27 marchés nationaux

«Par tradition, la défense reste un domaine national», explique David Oppenheimer, assistant d’Ana Gomes, membre de la commission défense au Parlement européen. Il existe aujourd’hui dans l’Union européenne 27 marchés de la défense nationaux très cloisonnés. C’est dans l’optique de créer un marché commun compétitif que l’AED a mis en place en 2006 un Code de conduite en matière d’acquisition d’armement. Un “tournant” pour l’agence puisque les pays souscripteurs doivent désormais donner des opportunités égales et loyales à tous les industriels européens lorsqu’ils souhaitent acheter du matériel de défense: fini -sur le papier- le favoritisme envers les industries nationales. Les membres publient leurs appels d’offre sur un bulletin électronique, nommé EBB (Electronic Bulletin Board for European Defence Contract Opportunities) et hébergé par l’AED censé donner de la transparence au choix et à l’attribution des contrats.
Ce Code de conduite permet de limiter le champ d’application de l’article 296 du Traité du Rome qui indique que “tout Etat membre peut prendre les mesures qu’il estime nécessaires à la protection des intérêts essentiels de sa sécurité et qui se rapportent à la production ou au commerce d’armes, de munitions et de matériel de guerre”. Les Etats abusaient de cet article pour attribuer systématiquement leurs commandes à leurs industries.
Selon David Oppenheimer, les pays comme l’Espagne, la République Tchèque et la Pologne qui possèdent de petites industries sont réticents à ce mode de fonctionnement puisque ils craignent, à terme, de les perdre. «De manière générale, un certain nombre d’industries veut garder son marché national et conquérir celui des autres pays. Officiellement toutes les industries soutiennent un marché commun de la défense mais toutes usent de manoeuvres pour retarder le processus», explique un employé de l’AED. Seules les entreprises multinationales comme EADS, très compétitives, trouvent un réel intérêt à un marché commun de la défense.

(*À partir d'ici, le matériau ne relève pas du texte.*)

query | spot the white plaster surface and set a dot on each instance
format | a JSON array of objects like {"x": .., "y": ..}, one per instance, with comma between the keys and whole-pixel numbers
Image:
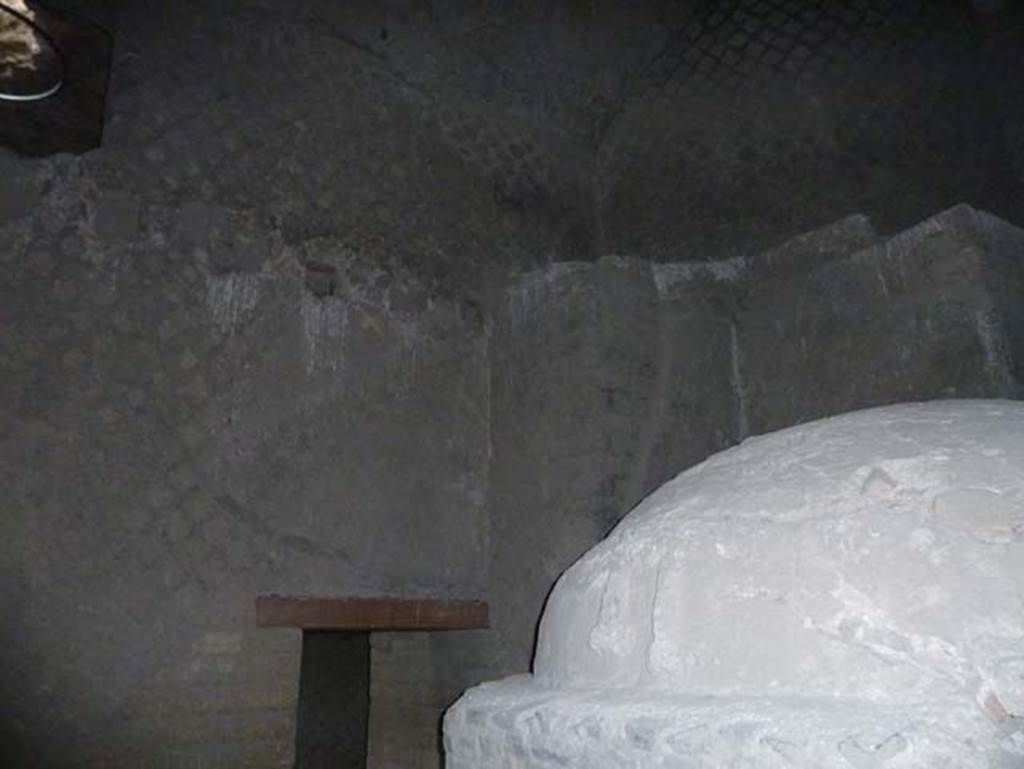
[{"x": 847, "y": 593}]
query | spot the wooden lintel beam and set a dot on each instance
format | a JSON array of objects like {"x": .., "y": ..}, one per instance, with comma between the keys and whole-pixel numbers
[{"x": 370, "y": 613}]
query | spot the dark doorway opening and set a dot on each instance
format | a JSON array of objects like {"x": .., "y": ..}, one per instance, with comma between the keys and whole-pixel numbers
[{"x": 334, "y": 700}]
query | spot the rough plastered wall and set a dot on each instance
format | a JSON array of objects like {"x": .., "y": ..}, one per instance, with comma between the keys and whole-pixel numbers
[
  {"x": 179, "y": 437},
  {"x": 243, "y": 344},
  {"x": 608, "y": 379},
  {"x": 759, "y": 119}
]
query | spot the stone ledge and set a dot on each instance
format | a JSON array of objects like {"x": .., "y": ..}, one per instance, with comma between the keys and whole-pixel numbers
[{"x": 370, "y": 613}]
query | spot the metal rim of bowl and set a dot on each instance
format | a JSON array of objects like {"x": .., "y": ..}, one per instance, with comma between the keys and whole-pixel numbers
[{"x": 48, "y": 41}]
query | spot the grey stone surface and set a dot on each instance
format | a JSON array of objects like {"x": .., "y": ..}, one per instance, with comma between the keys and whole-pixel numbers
[
  {"x": 178, "y": 438},
  {"x": 932, "y": 312},
  {"x": 302, "y": 324}
]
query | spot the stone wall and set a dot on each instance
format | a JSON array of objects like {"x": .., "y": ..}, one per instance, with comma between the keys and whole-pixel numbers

Le paquet de la Commission

Pour simplifier les procédures liées à une ouverture des marchés nationaux vers un marché communautaire de l’armement, la Commission européenne a proposé le 5 décembre deux directives. La première concerne les marchés publics dans le domaine de la défense, la seconde vise à réduire les obstacles aux échanges commerciaux des produits de défense dans l’Union. Elles seront étudiée par le Parlement et le Conseil au cours de la Présidence française.
Pour 2008, l’AED dispose d’un budget de 32 millions d’euros sensiblement plus élevé qu’en 2007 même si l’organe n’a toujours pas réussi à obtenir la planification budgétaire pluriannuelle (sur trois ans) qui lui offrirait une visibilité suffisante. « Visiblement tous les pays n’ont pas d'intérêt à voir une Europe de la défense se développer trop vite», commente Patrick Lefort.
Seul membre à opposer son veto à l’adoption d’un tel budget, le Royaume-Uni fait planer un doute sur sa volonté de renforcer l’Europe de la Défense. Pour lui, l’agence n’a pas encore fait preuve de son efficacité et il n’est pas question d’investir à moyen terme.